Quarantième lettre de Marcelino, écrite de la Condamine Chatelard, dans les Basses-Alpes, où il travaille à la 11ème CTE.
La Condamine Chatelard, 5 octobre 1939
Dans votre lettre du 29 septembre tu me dis que les vêtements que je vous ai envoyés sont un peu noirâtres. Cela est dû à ce que, dans le camp d’Argelès, je les ai fait bouillir avec des vêtements de couleur bizarre. Donc, accepte sans réticence ce que je t’envoie.
Je partage la décision que vous avez prise d’aller vendanger. Oui, je suis content qu’ils aillent gagner ce qu’ils pourront afin de t’aider dans les dépenses et puissent manger à leur faim. Dis à Sebastian que les vendanges terminées il doit retourner à l’atelier. J’ai toujours pensé être le tout dernier agriculteur de ma descendance. La terre a peu d’avenir et beaucoup de fatigues. Si Juana va avec Maria, c’est d’accord mais, si elle n’accompagne que ses frères, il ne me plait pas qu’elle te quitte, et cela à cause des nuits. Tu sais bien que les hommes ont pour habitude d’aller faire la bringue en abandonnant les femmes. D’après des rumeurs tu crois qu’à la fin des vendanges on va dissoudre « el Refugio ». Que cela ne t’afflige pas parce que les fils sont en mesure de t’aider, et pourront continuer leur aide si le cas se présente. Nous n’avons besoin que de la santé, de la liberté et du travail. Ne souffres pas pour tout le reste et dis-toi, ce qui se dit en Aragon :
Celui qui a de la peine meurt,
tout comme celui qui n’en a pas ;
A de la peine qui voudra.
Quant à moi, je ne veux pas en avoir.
Toi, courage ! car le temps qui passe met fin à toutes les choses. Alors, prolongeons un peu notre patience…Dis à Sebastian de ma part que je partage l’allégresse qu’il a d’aller travailler. Dis-lui également qu’il n’oublie pas le grand nombre de conseils que je lui ai donné. Un jour il comprendra que j’ai toujours pensé à son devenir. Dis-lui instamment de ne jamais oublier ce que nous avons vécu, car il n’aura pas meilleur exemple pour le faire réfléchir sur ce que peut être la vie et ce que sont les hommes.

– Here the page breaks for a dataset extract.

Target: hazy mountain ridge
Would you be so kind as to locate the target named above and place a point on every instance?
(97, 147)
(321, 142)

Chère fille Maria, je tiens à te communiquer la joie que j’éprouve en sachant que tu es très contente d’aller vendanger. J’en profite pour te faire cette recommandation : Juana doit rester avec toi afin que tu veilles sur elle, vu qu’elle est encore très jeune. Voilà qu’elle est ma décision. S’il ne peut en être autrement, elle doit demeurer avec sa mère. Je te confie cela parce que, étant une bonne fille, ton père sait que tu lui obéiras pour le bien de ta sœur et pour la tranquillité de tous.

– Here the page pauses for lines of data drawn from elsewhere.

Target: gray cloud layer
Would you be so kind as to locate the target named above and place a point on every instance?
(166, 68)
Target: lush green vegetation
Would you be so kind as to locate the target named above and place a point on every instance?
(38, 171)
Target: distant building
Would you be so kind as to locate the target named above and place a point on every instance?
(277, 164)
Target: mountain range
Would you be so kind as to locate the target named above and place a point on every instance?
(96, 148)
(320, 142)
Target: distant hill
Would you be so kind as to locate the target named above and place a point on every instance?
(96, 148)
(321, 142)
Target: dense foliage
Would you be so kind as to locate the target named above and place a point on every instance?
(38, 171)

Cher fils Valero. Je te remercie pour la volonté que tu témoignes et pour le bon souvenir que tu as de ton père dans tes pensées. Il suffit que tu me dises que tu as envie de travailler afin de nous aider, et que tu penses beaucoup à ton père, pour que je sois heureux et orgueilleux de mes fils. Alors, continues à penser en celui qui te conseillera le mieux pour que tu sois sur le bon chemin.

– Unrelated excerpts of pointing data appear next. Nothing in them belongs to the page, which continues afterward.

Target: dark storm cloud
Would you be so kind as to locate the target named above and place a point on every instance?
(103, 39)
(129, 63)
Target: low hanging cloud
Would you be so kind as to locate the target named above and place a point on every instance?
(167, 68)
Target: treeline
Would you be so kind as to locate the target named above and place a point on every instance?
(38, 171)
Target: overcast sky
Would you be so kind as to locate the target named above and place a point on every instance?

Chère fille Juana, je te dis la même chose qu’à ton frère Valero : merci pour la volonté qui t’anime et pour le respectueux comportement que tu témoignes à ta mère et à ton père lequel t’aime beaucoup et veille sur vous tous.
Cher fils Anastasio. Ta lettre m’a satisfait, malgré ta toujours mauvaise écriture, preuve que tu n’écris guère et, par conséquent tu ne fais aucun cas de mes conseils.